Lowest power DC/DC converter
TI's TPS62736 DC/DC converter delivers high power conversion efficiency from 10 uA to 50 mA output currents, and consumes only 350 nA of active current and 20 nA during standby. The converter achieves greater than 90-percent efficiency across output currents higher than 15 uA. The TPS62736 regulator steps down the voltage from a power source, such as a thin-film or regular battery or a super capacitor and features a programmable output voltage.
Enabling energy harvesting design
Innovative power management, sensors and microcontrollers from TI are taking low-power design to the next level by optimizing extracted energy from ambient sources using the highest possible efficiency and lowest power consumption.

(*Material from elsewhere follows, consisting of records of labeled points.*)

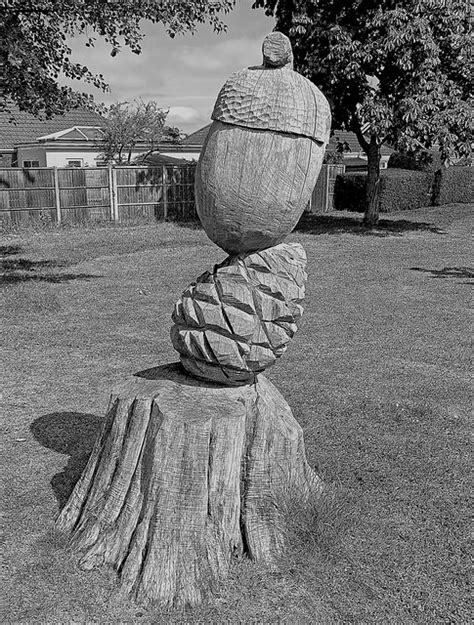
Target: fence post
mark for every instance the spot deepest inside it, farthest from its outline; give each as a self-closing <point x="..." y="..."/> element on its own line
<point x="57" y="198"/>
<point x="328" y="176"/>
<point x="113" y="193"/>
<point x="165" y="192"/>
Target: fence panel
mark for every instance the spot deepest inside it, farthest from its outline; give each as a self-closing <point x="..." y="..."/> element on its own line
<point x="81" y="195"/>
<point x="140" y="193"/>
<point x="27" y="195"/>
<point x="322" y="198"/>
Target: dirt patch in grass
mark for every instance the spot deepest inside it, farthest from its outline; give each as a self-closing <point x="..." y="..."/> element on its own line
<point x="378" y="376"/>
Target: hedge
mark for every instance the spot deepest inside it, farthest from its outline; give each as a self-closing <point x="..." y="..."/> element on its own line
<point x="426" y="161"/>
<point x="400" y="189"/>
<point x="453" y="185"/>
<point x="349" y="192"/>
<point x="404" y="189"/>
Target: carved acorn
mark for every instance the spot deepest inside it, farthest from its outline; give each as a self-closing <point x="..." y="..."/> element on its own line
<point x="263" y="153"/>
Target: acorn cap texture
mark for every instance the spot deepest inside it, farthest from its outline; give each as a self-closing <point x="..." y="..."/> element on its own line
<point x="274" y="97"/>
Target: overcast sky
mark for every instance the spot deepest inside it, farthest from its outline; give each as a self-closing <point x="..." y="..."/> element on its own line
<point x="183" y="74"/>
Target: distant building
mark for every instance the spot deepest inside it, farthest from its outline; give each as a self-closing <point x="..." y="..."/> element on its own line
<point x="64" y="140"/>
<point x="68" y="140"/>
<point x="188" y="148"/>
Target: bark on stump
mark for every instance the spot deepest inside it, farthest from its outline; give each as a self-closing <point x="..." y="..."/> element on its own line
<point x="184" y="475"/>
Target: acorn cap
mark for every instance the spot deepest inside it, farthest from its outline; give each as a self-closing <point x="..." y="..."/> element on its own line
<point x="274" y="97"/>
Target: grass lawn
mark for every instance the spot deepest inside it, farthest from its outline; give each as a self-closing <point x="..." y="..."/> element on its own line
<point x="377" y="375"/>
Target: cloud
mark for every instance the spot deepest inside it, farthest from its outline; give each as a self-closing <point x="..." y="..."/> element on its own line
<point x="183" y="74"/>
<point x="229" y="54"/>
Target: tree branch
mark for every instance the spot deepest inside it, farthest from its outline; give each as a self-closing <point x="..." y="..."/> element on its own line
<point x="355" y="127"/>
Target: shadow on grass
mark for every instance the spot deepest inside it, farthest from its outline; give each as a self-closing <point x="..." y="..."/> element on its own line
<point x="330" y="224"/>
<point x="23" y="270"/>
<point x="71" y="433"/>
<point x="9" y="250"/>
<point x="449" y="272"/>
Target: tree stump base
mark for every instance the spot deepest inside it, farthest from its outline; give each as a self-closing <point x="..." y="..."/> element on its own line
<point x="184" y="475"/>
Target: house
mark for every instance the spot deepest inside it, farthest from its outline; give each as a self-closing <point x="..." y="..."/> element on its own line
<point x="64" y="140"/>
<point x="354" y="157"/>
<point x="68" y="140"/>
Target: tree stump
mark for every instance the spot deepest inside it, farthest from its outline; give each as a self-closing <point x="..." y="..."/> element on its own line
<point x="185" y="475"/>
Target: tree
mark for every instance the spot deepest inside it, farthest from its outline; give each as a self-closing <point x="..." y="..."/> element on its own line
<point x="127" y="125"/>
<point x="395" y="71"/>
<point x="34" y="50"/>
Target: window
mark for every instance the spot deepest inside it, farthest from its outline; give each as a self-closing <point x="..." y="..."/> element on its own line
<point x="74" y="162"/>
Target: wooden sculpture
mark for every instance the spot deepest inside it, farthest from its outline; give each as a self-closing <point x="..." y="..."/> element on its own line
<point x="263" y="153"/>
<point x="195" y="457"/>
<point x="234" y="322"/>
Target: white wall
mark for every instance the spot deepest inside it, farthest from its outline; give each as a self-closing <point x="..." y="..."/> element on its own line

In 2011, TI introduced its bq25504 boost charger circuit with a low quiescent current of 330nA, to allow start-up from single-cell solar cells under low light or thermoelectric generators with low temperature differences.
TI also recently announced sampling of its MSP430FR59xx microcontrollers based on its "Wolverine" technology platform. These new FRAM-based microcontrollers can operate as low as 360 nA in real-time clock mode or less than 100 uA/MHz in active power consumption, and feature fast wakeup time of 6.5 us and high-precision peripherals. The MSP430FR59xx enable developers to add flexibility, performance and battery life to a variety of applications, including wireless sensing, energy harvesting, smart grid, building automation and security.
Availability and pricing
The TPS62736 is currently sampling through TI. It comes in a 3.5-mm by 3.5-mm QFN package and is priced at US$2.00 in 1,000-unit quantities. Volume production is expected later in the first quarter. Evaluation modules are available to select customers.